[16, 46, 47] To investigate rs-fc differences between CM and control subjects, the rs-fc of the 5 pain ROIs in CM were compared with the rs-fc in controls using two-sample t-tests. Summary analyses of the two-sample t-tests were used to find consistent differences between CM and controls. Summary analyses stipulated that only those voxels exhibiting significant differences between control and CM in 2 or more of the 5 affective pain ROIs were carried forward for further analyses.[16, 46, 47] Regions were created based
upon the Ibrutinib solubility dmso results of these summary analyses using an in-house peak-finding algorithm. The rs-fc of these nonoverlapping regions with each of the 5 a priori selected pain ROIs was determined for each subject. selleck screening library Functional connectivity strengths (ie, correlation coefficients) of these region pairs in CM were compared with strengths in controls using two-sample t-tests.
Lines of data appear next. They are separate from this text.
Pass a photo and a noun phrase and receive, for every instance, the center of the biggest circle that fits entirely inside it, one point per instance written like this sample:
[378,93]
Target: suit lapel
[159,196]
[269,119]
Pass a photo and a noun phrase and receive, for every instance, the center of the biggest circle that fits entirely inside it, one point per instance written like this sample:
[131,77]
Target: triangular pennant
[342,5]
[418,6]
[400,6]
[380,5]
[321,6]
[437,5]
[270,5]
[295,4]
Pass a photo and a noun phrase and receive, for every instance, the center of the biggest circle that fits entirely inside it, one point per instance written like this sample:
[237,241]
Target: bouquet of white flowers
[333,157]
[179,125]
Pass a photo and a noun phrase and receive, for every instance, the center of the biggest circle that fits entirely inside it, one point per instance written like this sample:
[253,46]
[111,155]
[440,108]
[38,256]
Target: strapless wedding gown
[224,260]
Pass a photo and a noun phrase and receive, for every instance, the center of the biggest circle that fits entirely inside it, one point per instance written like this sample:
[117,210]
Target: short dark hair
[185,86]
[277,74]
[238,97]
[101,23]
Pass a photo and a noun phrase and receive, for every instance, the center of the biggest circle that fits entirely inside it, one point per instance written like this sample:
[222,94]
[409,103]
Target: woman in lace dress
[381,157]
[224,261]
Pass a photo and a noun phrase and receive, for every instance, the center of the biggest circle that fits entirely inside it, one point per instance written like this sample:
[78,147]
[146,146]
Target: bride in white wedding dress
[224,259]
Benjamini-Hochberg correction for multiple comparisons allowing for false discovery rate of 5% was employed to identify functional connections significantly differing between subject groups. To explore associations between atypical rs-fc and duration of migraine, Pearson correlations of functional connections that were atypical in CM with the number of CM years
were calculated. Correlations with an uncorrected P ≤ .05 were considered significant. Correlations between functional connection strength with depression and anxiety scores, possible mediators of rs-fc among our pain ROIs, were also calculated. When rs-fc was significantly correlated with the number of migraine years and depression or anxiety scores, the amount of variance in functional connectivity strength attributable to each variable (ie, number of CM years, anxiety, depression) was calculated. To investigate a potential
influence of migraine prophylactic medication use on study results, post hoc analyses were performed comparing whole brain rs-fc of the 5 pain ROIs in migraineurs taking prophylactic medications (n = 8) to migraineurs not taking prophylactic medications (n = 12). learn more The rs-fc of the 5 pain ROIs in migraine subjects taking prophylactic medications were compared with the rs-fc in migraine subjects not using prophylactic medications via two-sample t-tests. Overlay images were used to identify voxels with rs-fc that significantly differed when comparing migraine subjects taking prophylactic medications to migraine subjects not taking prophylactic medications and when comparing migraine subjects to control subjects. In the CM cohort (n = 20), average age was 28 years (standard deviation [SD] ± 5 years), 17 subjects were female, mean headache frequency was 22 headache days per month (SD ± 7 headache days per month), average number of years with migraine was 10 (SD ± 6 years), and average number of years with CM was 4 (SD ± 3 years).